What was Hurricane Irene had barely arrived in Maine before complaints started flying back and forth about how over-hyped the danger was.
This ain’t no storm, the prevailing sentiment seemed to blow, this ain’t nothing but a little wind and less rain.
Well, yes for most of us, that’s how it turned out. Compared to what was predicted as late as last Friday afternoon, we got off lightly although we are not sure the folks in the northern part of Lincoln County feel the same.
Now, basking in the warm glow of the morning after, we are reluctant to join the chorus piling on the weather forecasters, emergency officials and yes, the media for talking up what was, by all accounts, a major storm for most of its lifespan.
Irene was dangerous enough to kill 40 people and leave four million more without power on its way north.
But for the grace of God, Irene could have tracked a little farther east and arrived in Maine as a Category 1 or 2 Hurricane.

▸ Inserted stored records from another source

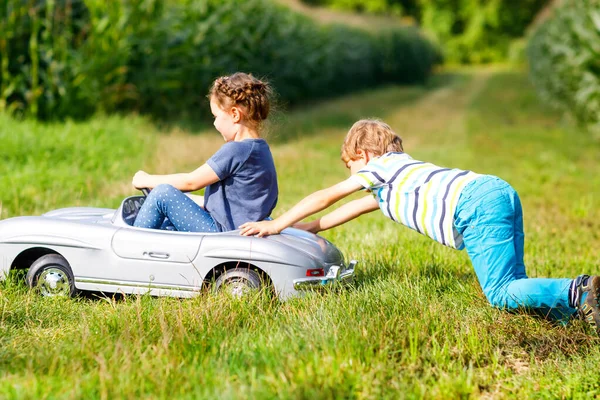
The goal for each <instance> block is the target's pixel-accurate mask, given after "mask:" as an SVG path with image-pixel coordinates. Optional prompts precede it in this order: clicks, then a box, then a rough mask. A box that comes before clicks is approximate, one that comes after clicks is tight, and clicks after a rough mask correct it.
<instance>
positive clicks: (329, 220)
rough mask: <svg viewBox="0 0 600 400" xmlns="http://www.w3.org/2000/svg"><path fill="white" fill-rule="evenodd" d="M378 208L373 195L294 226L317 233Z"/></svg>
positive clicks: (345, 222) (299, 223) (330, 228)
mask: <svg viewBox="0 0 600 400" xmlns="http://www.w3.org/2000/svg"><path fill="white" fill-rule="evenodd" d="M378 209H379V203H378V202H377V200H376V199H375V198H374V197H373V196H366V197H363V198H362V199H358V200H354V201H351V202H349V203H347V204H344V205H343V206H341V207H340V208H338V209H336V210H334V211H332V212H330V213H329V214H327V215H325V216H323V217H321V218H319V219H316V220H314V221H310V222H305V223H298V224H295V225H294V228H299V229H304V230H306V231H309V232H312V233H318V232H321V231H325V230H327V229H331V228H335V227H336V226H339V225H342V224H344V223H346V222H348V221H351V220H353V219H354V218H357V217H360V216H361V215H363V214H366V213H369V212H371V211H375V210H378Z"/></svg>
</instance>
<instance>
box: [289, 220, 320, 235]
mask: <svg viewBox="0 0 600 400" xmlns="http://www.w3.org/2000/svg"><path fill="white" fill-rule="evenodd" d="M292 226H293V227H294V228H296V229H302V230H303V231H307V232H311V233H318V232H320V226H319V220H318V219H316V220H314V221H310V222H297V223H295V224H294V225H292Z"/></svg>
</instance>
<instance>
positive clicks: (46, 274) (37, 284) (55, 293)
mask: <svg viewBox="0 0 600 400" xmlns="http://www.w3.org/2000/svg"><path fill="white" fill-rule="evenodd" d="M25 280H26V281H27V285H28V286H29V287H30V288H32V289H34V290H37V291H39V293H40V294H41V295H42V296H44V297H58V296H64V297H68V296H74V295H75V293H76V289H75V279H74V278H73V271H72V270H71V266H70V265H69V263H68V262H67V260H65V258H64V257H63V256H61V255H58V254H47V255H45V256H42V257H40V258H38V259H37V260H36V261H34V263H33V264H31V267H29V271H28V272H27V276H26V277H25Z"/></svg>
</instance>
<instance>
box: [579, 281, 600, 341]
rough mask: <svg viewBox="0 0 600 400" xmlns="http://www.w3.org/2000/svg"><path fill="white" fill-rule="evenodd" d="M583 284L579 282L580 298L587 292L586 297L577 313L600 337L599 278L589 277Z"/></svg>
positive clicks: (599, 283)
mask: <svg viewBox="0 0 600 400" xmlns="http://www.w3.org/2000/svg"><path fill="white" fill-rule="evenodd" d="M583 281H584V282H585V279H584V280H583ZM584 282H581V284H580V286H579V290H580V293H581V296H583V295H584V293H586V292H587V297H586V298H585V300H584V301H583V302H582V303H581V304H580V305H579V307H578V308H577V312H578V313H579V316H580V317H581V318H582V319H584V320H585V321H586V322H587V323H588V324H590V325H591V326H592V328H594V330H595V331H596V334H598V335H599V336H600V276H597V275H596V276H590V277H589V278H588V279H587V282H585V284H584Z"/></svg>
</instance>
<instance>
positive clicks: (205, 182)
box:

That would have been a very bad day in Vacationland.
As it was we got lucky with the storm track. Although, for most Mainers, the weather cooperated in this case, even if it hadn’t, we were warned way ahead of time and had plenty of time to prepare.
Thanks to the apparatus, people would have had to be determined to not know a major storm was coming.
Remember the pictures of Hurricane Katrina; and those people sitting on rooftops without food or water; literally dying for someone to come along and rescue them?
More than 1800 people died in the mess that arrived with that storm and the disaster that followed in its wake. Those people died in part because the system didn’t work.
Thanks to that disaster, we were prepared for the worst, and to a quirk of fate, the worst was avoided.